Monday, October 19, 2015

History of the Globe and accountability

I joined in the laughter over the Globe and Mail's ludicrous "endorsement" on the weekend -- we should all vote for the Conservative Party but that Stephen Harper should please resign as leader.
It is not time for the Conservatives to go. But it is time for Mr. Harper to take his leave.... His party deserves to be re-elected. But after Oct. 19, he should quickly resign.
Some of the jokes were pretty funny. "The News but not Huey Lewis" "The Globe -- but not the Mail."  

It occurred to me that this suggests the Globe actually has a crude, ill-thought-out yearning for what happens in real parliamentary democracies to prevail in Canada.

All over the world, when a parliamentary party has support but its leader is dangerous/arrogant/incompetent/dragging the party down, the caucus holds a quick meeting, accountability is restored, and the parliamentarians selects a new leader more in keeping with what the party and the electorate wants.  But they don't sit about hoping the guy might take a hint.
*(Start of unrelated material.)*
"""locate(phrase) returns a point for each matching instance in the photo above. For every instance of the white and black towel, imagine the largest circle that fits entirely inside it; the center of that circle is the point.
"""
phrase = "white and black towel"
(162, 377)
It's only Canada that has thoroughly institutionalized this parody of parliamentary process, in which, instead of getting constant leadership accountability, even stalwart supporters like the editorial board of the Globe are reduced to wishin' and hopin' an' thinkin' and prayin' that the boss might eventually consider doing the right thing.  On his own time. If he feels like it.

The Globe but not the Mail, yes. George Brown wouldn't have stood for this kind of thing!

Update, May 21:  Maybe the Globe had rumours of inside murmuring. The Star reports that the Conservative campaign team considered having Harper make a resignation promise. But they understood it would be useless and doubled down on the niqab witchhunt instead.